ORIGINAL ANSWER: {initial_chagas_diagnosis_treatment_answer}

CUSTOM ANSWER:   {custom_chagas_disease_diagnosis_treatment_answer}
""")


"What are common symptoms of Chagas Disease?"

ORIGINAL ANSWER: Common symptoms of Chagas Disease include fever, fatigue, body aches, loss of appetite, and swollen lymph nodes. In some cases, more severe symptoms can develop, such as facial swelling, difficulty breathing, an enlarged heart, or stroke.

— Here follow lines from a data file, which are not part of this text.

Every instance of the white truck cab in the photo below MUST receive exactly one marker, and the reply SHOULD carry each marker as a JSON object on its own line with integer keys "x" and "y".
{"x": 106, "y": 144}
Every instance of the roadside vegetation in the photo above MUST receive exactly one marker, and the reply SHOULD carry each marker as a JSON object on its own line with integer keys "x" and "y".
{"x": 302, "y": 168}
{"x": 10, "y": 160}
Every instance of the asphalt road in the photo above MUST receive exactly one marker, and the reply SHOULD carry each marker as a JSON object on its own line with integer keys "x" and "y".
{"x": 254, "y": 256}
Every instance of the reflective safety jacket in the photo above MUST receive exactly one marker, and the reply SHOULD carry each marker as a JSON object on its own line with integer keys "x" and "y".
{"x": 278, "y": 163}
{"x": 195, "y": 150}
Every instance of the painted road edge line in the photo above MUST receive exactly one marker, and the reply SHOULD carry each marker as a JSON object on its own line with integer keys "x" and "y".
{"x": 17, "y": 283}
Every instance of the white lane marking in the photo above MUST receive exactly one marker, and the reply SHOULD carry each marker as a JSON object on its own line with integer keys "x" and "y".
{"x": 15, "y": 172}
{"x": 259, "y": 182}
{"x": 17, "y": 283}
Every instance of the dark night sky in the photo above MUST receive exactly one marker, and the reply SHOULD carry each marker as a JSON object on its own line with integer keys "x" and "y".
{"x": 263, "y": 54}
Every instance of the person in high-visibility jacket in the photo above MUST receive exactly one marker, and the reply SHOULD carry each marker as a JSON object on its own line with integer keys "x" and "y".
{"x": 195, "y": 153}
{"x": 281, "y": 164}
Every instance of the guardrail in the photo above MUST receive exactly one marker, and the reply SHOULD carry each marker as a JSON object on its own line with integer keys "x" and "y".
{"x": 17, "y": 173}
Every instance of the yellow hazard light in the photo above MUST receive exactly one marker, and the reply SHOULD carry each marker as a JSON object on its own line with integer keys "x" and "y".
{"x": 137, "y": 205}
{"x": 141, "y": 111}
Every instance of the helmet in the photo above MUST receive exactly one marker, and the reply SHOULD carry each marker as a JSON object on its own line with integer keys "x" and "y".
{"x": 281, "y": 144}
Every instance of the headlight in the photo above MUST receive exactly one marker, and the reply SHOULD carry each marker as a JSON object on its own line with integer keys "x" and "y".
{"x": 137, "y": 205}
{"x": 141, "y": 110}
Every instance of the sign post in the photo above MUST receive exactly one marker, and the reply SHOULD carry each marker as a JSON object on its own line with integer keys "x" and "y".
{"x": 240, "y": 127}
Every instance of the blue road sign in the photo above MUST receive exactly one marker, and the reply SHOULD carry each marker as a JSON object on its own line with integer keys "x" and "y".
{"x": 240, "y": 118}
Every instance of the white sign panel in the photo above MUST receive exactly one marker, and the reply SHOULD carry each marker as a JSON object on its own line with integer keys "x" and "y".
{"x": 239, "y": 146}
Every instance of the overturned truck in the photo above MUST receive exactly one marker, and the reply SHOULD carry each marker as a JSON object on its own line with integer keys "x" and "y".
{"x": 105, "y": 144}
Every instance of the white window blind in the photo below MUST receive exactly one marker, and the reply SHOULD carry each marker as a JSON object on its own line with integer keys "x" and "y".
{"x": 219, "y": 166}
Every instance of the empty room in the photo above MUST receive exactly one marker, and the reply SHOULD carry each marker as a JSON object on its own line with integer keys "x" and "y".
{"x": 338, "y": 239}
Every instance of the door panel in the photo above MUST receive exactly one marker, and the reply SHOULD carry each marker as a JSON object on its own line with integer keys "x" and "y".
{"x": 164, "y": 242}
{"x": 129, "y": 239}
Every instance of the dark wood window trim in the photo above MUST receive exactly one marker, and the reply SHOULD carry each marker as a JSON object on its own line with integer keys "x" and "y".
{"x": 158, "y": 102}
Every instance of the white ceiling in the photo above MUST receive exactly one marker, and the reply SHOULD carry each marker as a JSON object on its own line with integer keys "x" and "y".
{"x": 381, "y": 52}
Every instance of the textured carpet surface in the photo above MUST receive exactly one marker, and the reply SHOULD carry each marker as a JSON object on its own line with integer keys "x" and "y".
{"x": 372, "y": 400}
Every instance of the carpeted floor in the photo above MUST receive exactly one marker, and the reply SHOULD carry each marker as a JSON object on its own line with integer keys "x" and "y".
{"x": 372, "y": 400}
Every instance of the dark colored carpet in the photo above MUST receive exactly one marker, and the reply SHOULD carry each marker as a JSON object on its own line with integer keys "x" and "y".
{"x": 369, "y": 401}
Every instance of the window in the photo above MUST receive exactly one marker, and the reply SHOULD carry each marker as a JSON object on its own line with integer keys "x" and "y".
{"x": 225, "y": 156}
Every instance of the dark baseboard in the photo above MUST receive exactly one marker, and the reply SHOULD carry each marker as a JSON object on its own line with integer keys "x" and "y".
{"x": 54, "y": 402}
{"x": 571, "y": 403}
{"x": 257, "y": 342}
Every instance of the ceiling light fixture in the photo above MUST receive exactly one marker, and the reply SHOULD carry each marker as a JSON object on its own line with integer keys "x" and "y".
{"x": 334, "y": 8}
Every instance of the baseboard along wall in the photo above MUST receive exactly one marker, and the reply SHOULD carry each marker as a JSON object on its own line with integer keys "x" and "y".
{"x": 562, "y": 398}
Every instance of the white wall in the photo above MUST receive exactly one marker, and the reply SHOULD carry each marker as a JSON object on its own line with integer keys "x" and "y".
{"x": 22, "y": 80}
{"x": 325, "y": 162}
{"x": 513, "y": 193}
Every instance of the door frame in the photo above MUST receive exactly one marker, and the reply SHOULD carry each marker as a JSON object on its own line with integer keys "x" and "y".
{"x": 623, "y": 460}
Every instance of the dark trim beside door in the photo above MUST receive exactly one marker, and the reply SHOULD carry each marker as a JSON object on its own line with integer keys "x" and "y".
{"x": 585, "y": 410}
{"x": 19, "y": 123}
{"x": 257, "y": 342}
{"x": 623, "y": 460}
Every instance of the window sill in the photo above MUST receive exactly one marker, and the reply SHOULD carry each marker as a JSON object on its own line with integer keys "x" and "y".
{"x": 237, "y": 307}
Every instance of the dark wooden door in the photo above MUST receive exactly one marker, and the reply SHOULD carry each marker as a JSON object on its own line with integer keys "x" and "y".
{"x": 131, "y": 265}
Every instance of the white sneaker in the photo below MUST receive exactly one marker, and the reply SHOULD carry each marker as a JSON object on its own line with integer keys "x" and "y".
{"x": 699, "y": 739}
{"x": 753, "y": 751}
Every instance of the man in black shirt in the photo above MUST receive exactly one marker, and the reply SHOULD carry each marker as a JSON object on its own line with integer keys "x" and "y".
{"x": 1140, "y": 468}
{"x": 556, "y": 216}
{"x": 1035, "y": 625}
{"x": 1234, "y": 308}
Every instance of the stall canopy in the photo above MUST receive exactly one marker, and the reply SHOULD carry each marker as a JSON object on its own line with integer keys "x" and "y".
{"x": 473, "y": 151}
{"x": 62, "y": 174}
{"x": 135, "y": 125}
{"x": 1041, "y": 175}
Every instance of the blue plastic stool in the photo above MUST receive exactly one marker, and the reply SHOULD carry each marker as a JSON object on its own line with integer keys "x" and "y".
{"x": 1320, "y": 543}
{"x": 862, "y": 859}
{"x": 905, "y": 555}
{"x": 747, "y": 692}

CUSTOM ANSWER:   Common symptoms of Chagas Disease include fever, malaise, headache, enlargement of the liver, spleen and lymph nodes, Romaña's sign (a swollen nodule at the site of infection, particularly on the eyelid) and chagoma (swollen nodule elsewhere on the skin). In chronic Chagas Disease, heart palpitations, arrhythmias, heart failure, thromboembolism, chest pain, digestive issues, swelling of the esophagus or colon, constipation, numbness and altered reflexes or movement are common symptoms.

"How can Chagas Disease be diagnosed and what treatments are available if tested positive?"

ORIGINAL ANSWER: Chagas Disease can be diagnosed through a blood test which can detect the pr

## Conclusion

This initial exploration shows significantly more detailed answers of the disease than the initial, uncostumized model. It shows the power of costumization in this example for scientific purposes. 

The data source for our context creation was "just" a wikipedia page, if we are to change the source of information for your embeddings to e.g. [NCBI´s pubmed](https://pubmed.ncbi.nlm.nih.gov/), with an automated script to extract text out of relevant publications for a query (e.g. disease), we would immediately generate a chatbot for cutting edge scientific evalution of **primary literature**.